Dass er sich als sportlich Verantwortlicher nach dem Pokal-Aus gegen Hoffenheim Anfang Dezember mit anderen Trainern befasst hat, sei ein normaler Vorgang: "Es gehört zu meinen Aufgaben, Worst-Case-Szenarien durchzuspielen. Natürlich weiß das dann auch der Trainer. Jeder, der sich in diesem Geschäft bewegt, weiß, dass es dann ungemütlich wird."

Plädoyer für Keller

Zur Hälfte der Saison ist Heldts Fazit dennoch keineswegs negativ: "Wir sind fünf Punkte hinter Platz drei und damit in Reichweite unseres Ziels. Jens hat viele Ziele erreicht: Er hat die Mannschaft zum zweiten Mal hintereinander in die Champions League geführt."

Weiterhin lobte der Ex-Nationalspieler Keller für dessen Ethos: "Jens ist ein sehr respektvoller Mensch.

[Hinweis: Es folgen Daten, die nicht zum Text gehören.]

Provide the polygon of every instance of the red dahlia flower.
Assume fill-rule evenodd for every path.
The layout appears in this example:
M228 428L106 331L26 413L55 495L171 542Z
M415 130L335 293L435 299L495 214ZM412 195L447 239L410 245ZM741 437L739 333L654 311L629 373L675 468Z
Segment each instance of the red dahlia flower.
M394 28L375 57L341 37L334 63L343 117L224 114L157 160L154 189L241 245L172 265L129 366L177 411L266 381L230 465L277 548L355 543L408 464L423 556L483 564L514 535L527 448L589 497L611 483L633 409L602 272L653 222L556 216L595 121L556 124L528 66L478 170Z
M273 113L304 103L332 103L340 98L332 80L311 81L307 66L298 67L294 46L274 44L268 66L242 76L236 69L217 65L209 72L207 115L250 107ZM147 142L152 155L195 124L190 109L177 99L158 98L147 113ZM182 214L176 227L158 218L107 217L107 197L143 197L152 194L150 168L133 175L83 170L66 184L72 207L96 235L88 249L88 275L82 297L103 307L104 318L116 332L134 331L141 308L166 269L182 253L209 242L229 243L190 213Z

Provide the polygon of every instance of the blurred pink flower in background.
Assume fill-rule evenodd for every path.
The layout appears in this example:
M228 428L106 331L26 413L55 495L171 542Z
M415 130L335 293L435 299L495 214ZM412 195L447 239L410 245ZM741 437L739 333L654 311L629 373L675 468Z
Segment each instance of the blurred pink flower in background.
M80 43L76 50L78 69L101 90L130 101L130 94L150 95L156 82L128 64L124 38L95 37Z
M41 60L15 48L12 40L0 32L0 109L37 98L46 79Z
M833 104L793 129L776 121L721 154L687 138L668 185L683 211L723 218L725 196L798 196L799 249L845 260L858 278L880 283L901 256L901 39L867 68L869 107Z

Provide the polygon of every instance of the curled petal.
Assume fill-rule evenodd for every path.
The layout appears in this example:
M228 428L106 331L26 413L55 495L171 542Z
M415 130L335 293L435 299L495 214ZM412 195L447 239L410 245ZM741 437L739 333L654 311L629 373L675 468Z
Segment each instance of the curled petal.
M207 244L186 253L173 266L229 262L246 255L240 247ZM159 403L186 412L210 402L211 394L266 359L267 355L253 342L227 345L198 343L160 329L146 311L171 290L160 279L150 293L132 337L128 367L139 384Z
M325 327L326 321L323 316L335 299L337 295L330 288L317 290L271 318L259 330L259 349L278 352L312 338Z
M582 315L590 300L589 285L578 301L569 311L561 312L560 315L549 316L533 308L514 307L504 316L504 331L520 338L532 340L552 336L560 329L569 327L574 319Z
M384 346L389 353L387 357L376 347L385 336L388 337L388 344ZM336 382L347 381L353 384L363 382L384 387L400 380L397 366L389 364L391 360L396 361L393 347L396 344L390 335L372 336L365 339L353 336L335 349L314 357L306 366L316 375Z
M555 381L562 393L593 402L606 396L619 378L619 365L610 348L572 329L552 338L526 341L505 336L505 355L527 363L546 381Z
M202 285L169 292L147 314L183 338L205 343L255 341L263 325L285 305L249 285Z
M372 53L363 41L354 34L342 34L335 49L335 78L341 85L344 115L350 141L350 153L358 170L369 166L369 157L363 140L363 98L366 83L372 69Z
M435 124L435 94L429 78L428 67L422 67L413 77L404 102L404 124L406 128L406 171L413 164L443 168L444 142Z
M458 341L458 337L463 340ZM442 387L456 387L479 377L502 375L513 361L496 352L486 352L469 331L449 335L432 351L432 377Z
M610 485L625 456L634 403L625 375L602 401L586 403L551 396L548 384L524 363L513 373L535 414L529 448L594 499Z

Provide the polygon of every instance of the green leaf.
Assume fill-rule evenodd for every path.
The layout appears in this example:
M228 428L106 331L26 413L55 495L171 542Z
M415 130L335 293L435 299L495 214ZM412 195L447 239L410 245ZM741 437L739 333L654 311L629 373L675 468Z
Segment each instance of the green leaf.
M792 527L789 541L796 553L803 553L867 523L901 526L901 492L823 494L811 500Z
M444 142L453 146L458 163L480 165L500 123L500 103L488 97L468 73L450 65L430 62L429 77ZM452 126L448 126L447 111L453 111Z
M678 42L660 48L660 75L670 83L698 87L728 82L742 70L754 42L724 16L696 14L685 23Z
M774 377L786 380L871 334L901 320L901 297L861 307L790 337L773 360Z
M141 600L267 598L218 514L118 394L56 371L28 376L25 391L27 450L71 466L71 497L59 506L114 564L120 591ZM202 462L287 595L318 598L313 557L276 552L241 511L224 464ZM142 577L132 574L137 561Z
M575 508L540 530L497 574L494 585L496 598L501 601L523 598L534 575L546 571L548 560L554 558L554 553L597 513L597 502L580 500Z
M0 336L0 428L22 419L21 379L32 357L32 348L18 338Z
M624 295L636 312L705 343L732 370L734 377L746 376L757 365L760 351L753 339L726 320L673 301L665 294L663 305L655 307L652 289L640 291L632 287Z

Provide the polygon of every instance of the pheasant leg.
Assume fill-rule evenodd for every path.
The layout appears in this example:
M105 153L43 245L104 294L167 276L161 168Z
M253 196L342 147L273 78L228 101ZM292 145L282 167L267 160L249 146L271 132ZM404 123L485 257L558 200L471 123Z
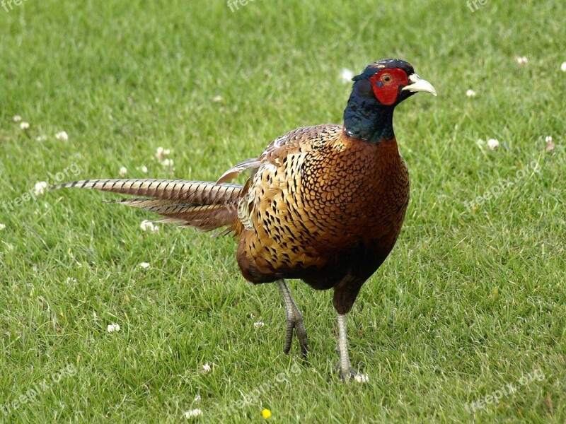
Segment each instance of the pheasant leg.
M346 333L346 314L338 314L338 353L340 361L337 368L340 370L340 378L345 381L355 375L352 370L352 364L350 362L348 354L348 338Z
M303 315L301 311L295 304L293 300L293 296L291 295L291 291L289 290L284 280L277 281L277 287L281 292L281 295L283 296L283 300L285 302L285 319L287 320L287 325L285 326L285 347L283 352L285 354L289 353L291 351L291 343L293 341L293 329L296 332L297 338L299 338L299 345L301 346L301 352L303 356L306 357L307 346L306 346L306 331L305 326L303 324Z

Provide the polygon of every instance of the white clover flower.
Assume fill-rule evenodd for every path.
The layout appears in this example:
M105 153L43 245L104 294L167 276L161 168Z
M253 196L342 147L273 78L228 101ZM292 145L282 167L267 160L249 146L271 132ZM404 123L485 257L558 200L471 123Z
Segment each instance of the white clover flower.
M120 331L120 324L109 324L108 326L106 327L106 330L109 333L116 333Z
M353 71L350 71L347 68L343 68L342 71L340 71L340 79L345 84L351 83L352 78L354 78Z
M487 147L489 147L491 150L495 150L499 146L499 142L495 139L490 139L489 140L487 140Z
M163 159L161 162L161 165L163 165L163 167L173 167L173 159Z
M157 232L159 231L159 227L154 225L151 221L144 220L139 224L139 228L144 231L151 231L152 232Z
M369 376L367 374L357 374L354 379L359 383L366 383L369 381Z
M45 189L47 188L47 182L46 181L38 181L33 187L33 194L36 196L40 196L45 192Z
M546 151L550 152L553 151L555 146L554 143L553 143L553 136L546 136L544 139L544 141L546 142Z
M517 57L517 63L519 65L526 65L529 63L529 59L526 58L526 56L519 57Z
M171 153L171 151L168 148L163 148L161 146L157 148L157 151L155 153L155 157L157 158L158 160L163 160L165 159L165 157Z
M55 134L55 139L61 141L67 141L69 140L69 135L67 135L66 131L62 131Z
M192 418L202 415L202 411L197 408L196 409L191 409L185 413L185 418Z

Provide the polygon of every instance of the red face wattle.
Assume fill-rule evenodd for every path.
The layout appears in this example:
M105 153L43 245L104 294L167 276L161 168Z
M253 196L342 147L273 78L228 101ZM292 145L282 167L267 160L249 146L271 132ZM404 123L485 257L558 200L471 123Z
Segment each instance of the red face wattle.
M409 85L407 73L398 68L384 69L369 78L374 94L382 105L390 106L397 101L399 86Z

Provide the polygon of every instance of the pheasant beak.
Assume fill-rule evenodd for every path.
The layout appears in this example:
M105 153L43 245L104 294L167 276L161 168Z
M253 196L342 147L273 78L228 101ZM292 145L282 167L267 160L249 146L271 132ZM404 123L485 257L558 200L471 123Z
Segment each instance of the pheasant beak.
M434 90L432 84L431 84L427 80L422 79L416 73L412 73L410 76L409 76L409 81L411 82L411 83L401 88L401 90L404 91L407 90L408 91L410 91L412 93L422 91L424 93L429 93L432 95L437 95L437 90Z

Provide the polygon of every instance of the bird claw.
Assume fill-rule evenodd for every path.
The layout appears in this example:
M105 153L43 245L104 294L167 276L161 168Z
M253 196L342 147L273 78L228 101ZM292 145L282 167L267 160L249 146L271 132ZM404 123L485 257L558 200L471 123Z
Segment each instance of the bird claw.
M291 351L291 343L293 341L293 329L294 329L296 333L296 337L299 338L299 346L301 347L301 353L303 354L303 356L306 358L308 352L306 330L305 330L305 326L303 324L303 317L301 315L301 312L296 311L295 313L288 314L286 319L285 347L283 348L283 352L285 355L287 355Z
M336 365L336 366L334 367L334 370L338 371L338 375L340 376L340 379L345 382L349 381L351 378L354 378L357 375L358 375L358 373L351 368L342 370L340 362Z

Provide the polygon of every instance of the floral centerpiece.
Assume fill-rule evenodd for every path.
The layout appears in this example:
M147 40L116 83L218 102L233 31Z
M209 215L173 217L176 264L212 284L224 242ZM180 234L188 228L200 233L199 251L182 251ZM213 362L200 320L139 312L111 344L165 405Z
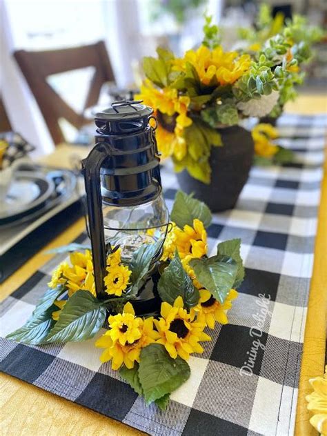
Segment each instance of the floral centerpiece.
M31 318L7 337L34 346L85 341L97 334L101 361L110 361L147 404L166 408L170 394L190 377L190 355L203 353L216 323L228 323L244 277L239 239L219 244L208 255L206 228L211 214L204 204L179 191L171 218L155 270L150 261L156 242L142 246L128 263L119 246L108 244L107 299L97 297L90 250L73 245L69 262L53 272ZM160 313L137 316L135 299L149 276L161 301Z
M284 51L284 37L255 55L226 52L218 28L206 20L197 50L179 58L158 48L157 59L144 58L146 78L136 97L155 108L159 150L171 157L182 189L219 210L234 206L252 162L252 137L240 121L276 108L297 60Z
M303 66L312 59L313 44L323 36L321 29L309 26L305 17L295 14L285 24L284 19L281 12L272 18L271 7L262 3L255 27L239 30L240 37L247 42L244 52L255 60L264 54L278 82L278 100L268 115L272 118L279 117L285 103L296 97L295 86L305 77Z

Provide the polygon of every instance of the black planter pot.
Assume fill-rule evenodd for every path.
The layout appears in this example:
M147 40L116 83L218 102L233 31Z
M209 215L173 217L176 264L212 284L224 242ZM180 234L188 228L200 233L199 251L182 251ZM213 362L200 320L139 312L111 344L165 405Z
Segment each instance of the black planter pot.
M239 126L220 129L224 146L212 147L210 164L211 182L206 185L193 179L184 170L177 173L182 190L194 192L212 212L231 209L246 184L253 160L251 133Z
M274 127L276 127L278 118L273 118L272 117L263 117L259 120L259 123L265 123L266 124L271 124Z

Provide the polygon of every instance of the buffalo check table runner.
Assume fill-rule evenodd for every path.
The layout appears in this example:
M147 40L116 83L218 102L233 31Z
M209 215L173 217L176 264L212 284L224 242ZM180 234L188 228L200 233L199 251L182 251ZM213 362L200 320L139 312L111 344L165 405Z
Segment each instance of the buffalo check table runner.
M103 331L66 345L2 339L2 371L150 435L292 435L327 122L324 115L290 115L279 121L280 144L295 152L296 161L253 168L235 208L214 215L210 250L241 238L246 275L229 324L208 331L212 341L190 357L190 377L166 411L146 407L110 363L101 364L102 350L94 342ZM169 166L162 178L171 207L177 184ZM2 337L31 315L64 257L52 259L4 301Z

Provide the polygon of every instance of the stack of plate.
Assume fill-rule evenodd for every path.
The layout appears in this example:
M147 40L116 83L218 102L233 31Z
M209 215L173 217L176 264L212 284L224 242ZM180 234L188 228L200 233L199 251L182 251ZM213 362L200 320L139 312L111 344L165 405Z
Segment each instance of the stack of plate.
M77 179L71 171L41 166L16 171L0 205L0 255L79 200L83 192Z

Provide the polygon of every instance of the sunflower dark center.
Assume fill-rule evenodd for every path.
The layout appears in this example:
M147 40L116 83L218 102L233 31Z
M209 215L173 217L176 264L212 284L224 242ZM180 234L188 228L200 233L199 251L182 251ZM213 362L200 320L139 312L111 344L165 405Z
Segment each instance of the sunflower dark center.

Er ist nicht bereit, andere in der Öffentlichkeit vorzuführen, um seine eigene Position zu stärken." Heldts Fazit: "Wir sind mit der Hinrunde nicht zufrieden, aber wir dürfen auch nicht den Eindruck erwecken, dass hier alles vor dem Zusammenbruch steht."

Erneute CL-Qualifikation wird "enge Kiste"

Aufgrund der Stärke der direkten Konkurrenten aus Mönchengladbach, Dortmund und Wolfsburg rechnet Heldt mit einem harten Kampf um die Champions-League-Plätze: "Klar ist, dass es diesmal auch wieder eine enge Kiste wird. Wolfsburg wird im Winter noch mal auf dem Transfermarkt nachlegen. Aber glauben sie mir: Entspannt sind die auch nicht."

Hoffnung schöpft der zweimalige Nationalspieler aus den Genesungsfortschritten bei Julian Draxler und vor allem bei Torjäger Huntelaar: "Uns hat der Ausfall von Klaas-Jan hart getroffen. Aber wenn er und die anderen wieder zur Verfügung stehen, ist unsere Mannschaft selbstverständlich konkurrenzfähig."